JH: It's very upsetting when I hear good players being told
they've been doing it all wrong. For me, the easiest lesson is
a tour pro playing poorly. They are typically only doing one
thing wrong. Their swing has either gotten too narrow and
too steep, or too wide and too shallow. It's usually that simple.
I've just got to add or subtract something to redress the
balance (a Plus or a Minus move) and I can help them. And
being top athletes there's usually no reason why they can't
apply it immediately and see the results within a few balls.
Gi: But many coaches still swear by an ‘ideal' golf swing
JH: Having an ideal is crazy. I believe that if you simply look
at the golf swing and ignore the ball flight, you will fail as an
instructor. Take Jim Furyk, John Daly and Bubba Watson. If
you looked at just their swings you'd say “they need to
make LOTS of changes”! But when you look at just their ball
flight you say “here's a genius”. In my early days I remember
seeing movie clips of the [legendary amateur] Irishman, Jimmy Bruen. He had a wildly unorthodox action that many
people would say violated all the fundamentals of the golf
swing. But his impact and ball flight were not merely‘correct'
they were exquisite and powerful. And the same goes
for rogue swings of every era, Eamonn Darcy and others.
Gi: You've had three players win the PGA Tour Comeback
Player of The Year Award, while your coaching colleague,
Chris O'Connell, has helped Matt Kuchar from a position on
the Nationwide Tour in 2006 to Top 10 in the world.
JH: Helping a player come back from having no career to
having a career again has been the most rewarding thing for
me. But, once again, what's interesting about these comeback
successes is the variety of swings these players have.
Peter Jacobsen,my first success in the early ‘90s, had a classically
great-looking swing. But Olin Browne has a quick
swing that was not pretty, yet he came back to have a great
US Open in 2005, won the Deutsche Bank Championship in
a head to head with Tiger Woods and finished 26th on the
Money List that year. Matt Kuchar also has an unorthodox
swing but Chris O'Connell has done a fantastic job with him.
If my coaching method has a hallmark it is that my players
don't appear to be doing the same thing!
US Ryder Cup player Matt
Kuchar – right now his is the
world’s most successful example
of a ‘One Plane’ swing
Gi: Although you don't preach aesthetics, you must have
some favourite visually-appealing golf swings on tour?
JH: Ernie Els, Hunter Mahan and Rory McIlroy all have very
elegant golf swings – as do some of my players like Scott McCarron and Tom Pernice. But an elegant swing does not
guarantee success. My over-riding goal is for the player to
get a result in terms of his impact and ball flight.

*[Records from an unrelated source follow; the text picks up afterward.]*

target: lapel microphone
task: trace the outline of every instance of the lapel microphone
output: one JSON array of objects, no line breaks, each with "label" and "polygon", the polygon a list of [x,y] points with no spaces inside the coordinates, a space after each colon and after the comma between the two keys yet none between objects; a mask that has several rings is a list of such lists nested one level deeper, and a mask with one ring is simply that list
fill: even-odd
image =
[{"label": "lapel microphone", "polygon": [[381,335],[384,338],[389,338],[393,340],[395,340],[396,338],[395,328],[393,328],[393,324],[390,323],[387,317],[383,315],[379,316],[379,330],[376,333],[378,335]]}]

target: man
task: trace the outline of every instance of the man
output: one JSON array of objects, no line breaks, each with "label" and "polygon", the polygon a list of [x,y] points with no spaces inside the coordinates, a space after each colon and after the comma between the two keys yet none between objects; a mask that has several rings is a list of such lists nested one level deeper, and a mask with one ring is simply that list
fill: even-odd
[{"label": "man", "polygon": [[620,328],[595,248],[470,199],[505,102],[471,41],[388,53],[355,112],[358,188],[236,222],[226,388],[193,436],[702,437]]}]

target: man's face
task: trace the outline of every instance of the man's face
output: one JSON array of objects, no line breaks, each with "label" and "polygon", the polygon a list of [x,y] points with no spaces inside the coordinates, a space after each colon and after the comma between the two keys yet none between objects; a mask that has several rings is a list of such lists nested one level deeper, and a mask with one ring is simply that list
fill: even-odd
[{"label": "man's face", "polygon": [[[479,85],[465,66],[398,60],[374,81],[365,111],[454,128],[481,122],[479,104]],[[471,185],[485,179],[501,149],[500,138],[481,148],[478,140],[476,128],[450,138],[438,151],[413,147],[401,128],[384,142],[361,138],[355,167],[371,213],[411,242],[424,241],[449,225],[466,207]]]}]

Today,
people say that Rickie Fowler won't make it because he has a funny-looking, One Plane swing. They forget that history is
full of successful players like Chi Chi Rodriguez and Lee
Trevino who also had funny looking One-Plane swings.
Rickie Fowler is going to be around a long time and beat the
hell out of a lot of people!
Gi: How would you analyse Tiger Woods' swing in terms of
your One and Two Plane approach?
JH: Tiger is one of the very few players I've ever seen who
changes his methods between his woods and his irons.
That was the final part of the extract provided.